Part of its transformative power also lies in the implicit commentary it offers on virtual reality, especially in the time of a pandemic. Technology often erases handwork and contact with materials (we can “create” artworks and environments digitally by merely typing on a keyboard). Especially in our current socially distanced, quarantined world, we have been forced to trade human touch and face-to-face interaction for videoconferencing. It’s a measure of interaction, to be sure, but it is by no means complete; we can only see heads and shoulders, and it’s impossible to read body language.

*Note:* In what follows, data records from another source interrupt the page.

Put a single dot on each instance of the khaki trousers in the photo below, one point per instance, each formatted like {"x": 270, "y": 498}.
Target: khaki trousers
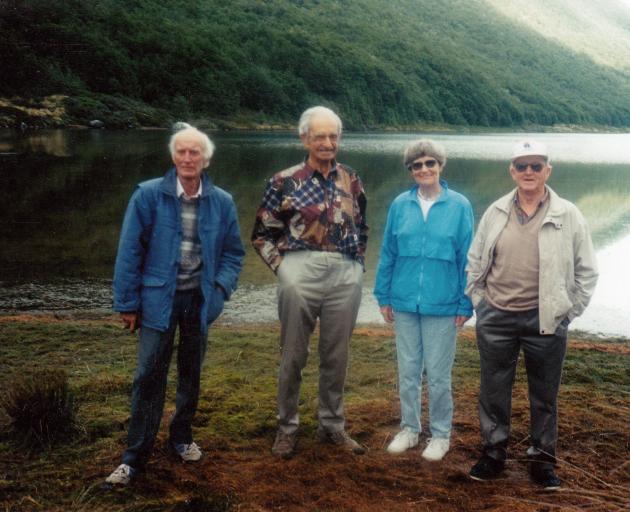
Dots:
{"x": 311, "y": 285}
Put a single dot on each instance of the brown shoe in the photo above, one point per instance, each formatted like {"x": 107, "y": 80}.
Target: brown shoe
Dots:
{"x": 341, "y": 439}
{"x": 284, "y": 445}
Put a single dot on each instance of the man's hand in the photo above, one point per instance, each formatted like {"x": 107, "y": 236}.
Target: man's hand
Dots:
{"x": 388, "y": 314}
{"x": 131, "y": 321}
{"x": 460, "y": 320}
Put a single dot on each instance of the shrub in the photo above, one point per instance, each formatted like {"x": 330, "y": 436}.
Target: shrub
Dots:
{"x": 40, "y": 408}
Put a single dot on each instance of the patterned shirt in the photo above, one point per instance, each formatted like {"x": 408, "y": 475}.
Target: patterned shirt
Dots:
{"x": 303, "y": 210}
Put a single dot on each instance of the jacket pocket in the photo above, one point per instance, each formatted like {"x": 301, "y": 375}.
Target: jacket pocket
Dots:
{"x": 215, "y": 304}
{"x": 155, "y": 300}
{"x": 441, "y": 279}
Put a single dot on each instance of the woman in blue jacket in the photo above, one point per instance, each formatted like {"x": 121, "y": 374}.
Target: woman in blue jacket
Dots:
{"x": 420, "y": 286}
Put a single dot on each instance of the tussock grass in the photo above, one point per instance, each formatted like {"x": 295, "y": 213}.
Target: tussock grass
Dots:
{"x": 40, "y": 408}
{"x": 235, "y": 426}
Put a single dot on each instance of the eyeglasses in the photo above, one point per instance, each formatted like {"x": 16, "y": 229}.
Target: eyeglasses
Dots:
{"x": 523, "y": 167}
{"x": 417, "y": 166}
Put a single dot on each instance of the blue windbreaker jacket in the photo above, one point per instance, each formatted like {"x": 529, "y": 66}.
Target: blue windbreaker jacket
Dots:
{"x": 422, "y": 263}
{"x": 148, "y": 251}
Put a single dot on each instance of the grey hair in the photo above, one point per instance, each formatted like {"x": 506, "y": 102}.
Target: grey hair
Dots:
{"x": 182, "y": 129}
{"x": 306, "y": 117}
{"x": 424, "y": 147}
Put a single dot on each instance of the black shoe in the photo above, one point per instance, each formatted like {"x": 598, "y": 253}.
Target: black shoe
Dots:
{"x": 486, "y": 468}
{"x": 284, "y": 445}
{"x": 544, "y": 475}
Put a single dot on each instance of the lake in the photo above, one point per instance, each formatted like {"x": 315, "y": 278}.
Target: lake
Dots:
{"x": 64, "y": 193}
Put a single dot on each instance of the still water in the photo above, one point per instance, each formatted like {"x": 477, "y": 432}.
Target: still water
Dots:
{"x": 63, "y": 194}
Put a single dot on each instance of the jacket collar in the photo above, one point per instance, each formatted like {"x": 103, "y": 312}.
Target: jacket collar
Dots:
{"x": 412, "y": 195}
{"x": 169, "y": 183}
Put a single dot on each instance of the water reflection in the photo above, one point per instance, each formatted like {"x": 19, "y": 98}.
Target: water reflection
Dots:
{"x": 63, "y": 194}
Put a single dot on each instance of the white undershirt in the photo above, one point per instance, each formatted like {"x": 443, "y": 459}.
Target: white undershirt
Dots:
{"x": 425, "y": 204}
{"x": 180, "y": 191}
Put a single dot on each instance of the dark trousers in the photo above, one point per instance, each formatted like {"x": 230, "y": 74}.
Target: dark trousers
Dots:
{"x": 155, "y": 349}
{"x": 500, "y": 337}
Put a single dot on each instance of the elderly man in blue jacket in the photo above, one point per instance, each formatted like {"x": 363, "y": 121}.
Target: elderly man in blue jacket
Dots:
{"x": 179, "y": 257}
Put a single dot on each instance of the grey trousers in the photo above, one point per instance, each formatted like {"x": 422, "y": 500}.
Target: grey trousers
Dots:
{"x": 500, "y": 337}
{"x": 311, "y": 285}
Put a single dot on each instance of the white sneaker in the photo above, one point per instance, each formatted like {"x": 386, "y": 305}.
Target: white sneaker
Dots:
{"x": 404, "y": 440}
{"x": 436, "y": 448}
{"x": 122, "y": 475}
{"x": 188, "y": 452}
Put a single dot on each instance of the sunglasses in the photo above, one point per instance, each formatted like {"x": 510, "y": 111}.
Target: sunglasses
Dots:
{"x": 523, "y": 167}
{"x": 417, "y": 166}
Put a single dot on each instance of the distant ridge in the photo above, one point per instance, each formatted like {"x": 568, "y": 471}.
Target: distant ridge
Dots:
{"x": 380, "y": 64}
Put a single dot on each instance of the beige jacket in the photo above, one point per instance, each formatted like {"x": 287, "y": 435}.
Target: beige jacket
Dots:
{"x": 567, "y": 266}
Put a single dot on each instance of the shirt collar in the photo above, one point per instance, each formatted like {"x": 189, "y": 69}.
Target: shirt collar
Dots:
{"x": 542, "y": 201}
{"x": 311, "y": 170}
{"x": 180, "y": 190}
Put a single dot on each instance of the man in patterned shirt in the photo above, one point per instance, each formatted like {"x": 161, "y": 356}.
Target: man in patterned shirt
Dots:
{"x": 310, "y": 230}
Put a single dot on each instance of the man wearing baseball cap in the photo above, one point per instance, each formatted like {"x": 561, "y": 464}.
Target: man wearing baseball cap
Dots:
{"x": 531, "y": 270}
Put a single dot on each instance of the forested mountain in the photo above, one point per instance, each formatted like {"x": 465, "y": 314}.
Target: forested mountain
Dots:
{"x": 379, "y": 63}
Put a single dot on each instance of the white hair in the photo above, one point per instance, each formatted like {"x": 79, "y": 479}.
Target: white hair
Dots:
{"x": 184, "y": 129}
{"x": 306, "y": 117}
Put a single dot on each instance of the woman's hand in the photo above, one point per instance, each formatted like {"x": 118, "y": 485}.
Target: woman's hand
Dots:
{"x": 388, "y": 314}
{"x": 460, "y": 320}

Like Neto, Moulton deploys scent, filling the room with the resiny odor of fir trees. Unlike the Brazilian artist, however, she adds sound (the chirping birds), and her medium is far more versatile than that of Neto, whose environments are usually constructed exclusively from a white stretchy fabric that he fills with different materials to elicit various tactile sensations. Moulton also launches into occasional “surprise performances” in front of various sections of the installation.

Respecting pandemic-era limitations, only five people are allowed into the gallery at any time, and social distancing must be observed. Masks, as well as gloves for those concerned about touching installation elements, are available at the door.